After a stroll around the many elegant headstones and a visit to the excellent museum, venture into John Kavanagh’s bar, also known as ‘the Gravediggers’. The secret hatch where the cemetery’s labourers once queued for refreshments to ease a hard day’s work is now sealed but an otherworldly feel remains.

Croke Park & Bloody Sunday

Kilkenny and Tipperary contest the replay of the 2014 All-Ireland Hurling Final at Croke Park. Image by Florian Christoph / CC BY 2.0

Also north of the centre, Croke Park is the iconic national stadium of Gaelic sports and, by extension, Irish nationalism. The stadium itself was the site of a massacre in 1920, known as Bloody Sunday (crokepark.ie). The museum is impressive, while the views over the city on a tour above the main stand are an undoubted highlight.

The birthplace of Dracula

Dublin’s history is not confined to the political. If you are lucky enough to be visiting Dublin in late October and have any interest in the macabre, the Bram Stoker Festival (bramstokerfestival.com) should not be missed, with day and evening events to celebrate the gothic author. Although he lived much of his life in England, the creator of Dracula was born and bred in the city.

If you can’t make the festival, you can still visit the crypt below the church of St Michan’s, which is said to have inspired the author’s dark masterpiece. He was regularly taken here as a child because his mother’s family burial plot lies in the church grounds. In the vaults, under thick layers of dust, you will find well-preserved mummified remains, including those of a 12th century crusader.

Take a tour

The Samuel Beckett Bridge across the Liffey – a modern feature in a historic city.
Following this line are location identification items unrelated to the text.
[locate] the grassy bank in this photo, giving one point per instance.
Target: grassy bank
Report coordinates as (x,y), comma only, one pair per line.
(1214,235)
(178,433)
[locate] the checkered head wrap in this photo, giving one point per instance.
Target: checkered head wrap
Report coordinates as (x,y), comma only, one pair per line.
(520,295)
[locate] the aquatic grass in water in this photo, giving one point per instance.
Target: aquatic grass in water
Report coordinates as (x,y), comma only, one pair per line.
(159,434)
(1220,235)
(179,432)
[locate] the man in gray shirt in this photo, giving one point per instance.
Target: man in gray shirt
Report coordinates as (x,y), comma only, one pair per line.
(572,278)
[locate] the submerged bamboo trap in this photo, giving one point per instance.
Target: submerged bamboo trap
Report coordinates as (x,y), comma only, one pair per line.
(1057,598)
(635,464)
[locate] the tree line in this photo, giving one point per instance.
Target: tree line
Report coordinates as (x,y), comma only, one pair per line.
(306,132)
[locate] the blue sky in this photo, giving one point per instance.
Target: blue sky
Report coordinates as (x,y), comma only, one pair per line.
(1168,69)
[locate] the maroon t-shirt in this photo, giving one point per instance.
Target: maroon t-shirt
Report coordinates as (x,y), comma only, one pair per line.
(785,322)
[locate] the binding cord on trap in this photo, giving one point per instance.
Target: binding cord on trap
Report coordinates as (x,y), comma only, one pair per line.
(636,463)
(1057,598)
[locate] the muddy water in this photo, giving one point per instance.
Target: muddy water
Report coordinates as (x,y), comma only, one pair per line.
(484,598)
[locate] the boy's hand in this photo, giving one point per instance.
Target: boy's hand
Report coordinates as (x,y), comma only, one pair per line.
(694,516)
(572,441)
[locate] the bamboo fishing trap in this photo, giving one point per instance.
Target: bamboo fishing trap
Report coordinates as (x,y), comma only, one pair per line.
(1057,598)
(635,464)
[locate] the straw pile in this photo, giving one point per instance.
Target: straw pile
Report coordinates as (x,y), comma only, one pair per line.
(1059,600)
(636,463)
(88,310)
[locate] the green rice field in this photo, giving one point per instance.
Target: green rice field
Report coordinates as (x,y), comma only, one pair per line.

Image by Miguel Mendez / CC BY 2.0

Dublin’s rich historical diversity is covered on numerous tours. These include a Ghost Bus tour that seems so much more atmospheric on dark nights, an excellent 1916 rebellion walking tour and the Dublin Literary Pub Crawl. This hardy staple combines a mixture of history, satire and the depictions of the city through the eyes of some of its world-famous wordsmiths.

Dublin’s pubs

The Cobblestone has craft beer and live music. Image by Douglas Dalby / Lonely Planet

Leopold Bloom, the main character in James Joyce’s Ulysses, once mused that it would be a good puzzle to cross Dublin without passing a pub. The obvious answer is: why would you bother?

In many ways, Dublin pubs link the past with the present. Step behind the brass handles and frosted windows into a world where locals socialise in much the same way as their ancestors did centuries before them. In the best of them, you will hear laughter, the buzz of conversation and, if you’re lucky and you know where to go, traditional music and song.

Near St Michan’s in the Smithfield area stands The Cobblestone, where the corner benches are reserved for musicians. The pub is also notable for its array of craft beers: Guinness may still be rightly synonymous with Dublin but a growing number of boutique breweries around the country are increasingly making their mark.

The popularity of Irish whiskey is also soaring across the globe. The Teeling Distillery (teelingwhiskey.com), the only working distillery in the capital, opened its doors in 2015 and offers tours and tastings.

Traditional food

Irish stew: tasty, but just the beginning… Image by jeffreyw / CC BY 2.0

Few visitors to the city will manage to visit Dublin without at least passing through the cobbled streets of Temple Bar, the city’s tourist hub. Dublin is now a multicultural city and there's a wide choice of ethnic restaurants, but traditional cuisine isn’t all boiled bacon and cabbage. For an authentic and tasty tryst with Irish food, Gallagher’s Boxty House (boxtyhouse.ie) offers dishes including a trio of lamb and turf-smoked salmon. If it’s a dry evening, venture up to Leo Burdock’s famed fish and chip shop, grab a bench overlooking Christchurch Cathedral and experience both a little bit of heaven wrapped in paper and a deeper appreciation of the wonderful city in which you find yourself.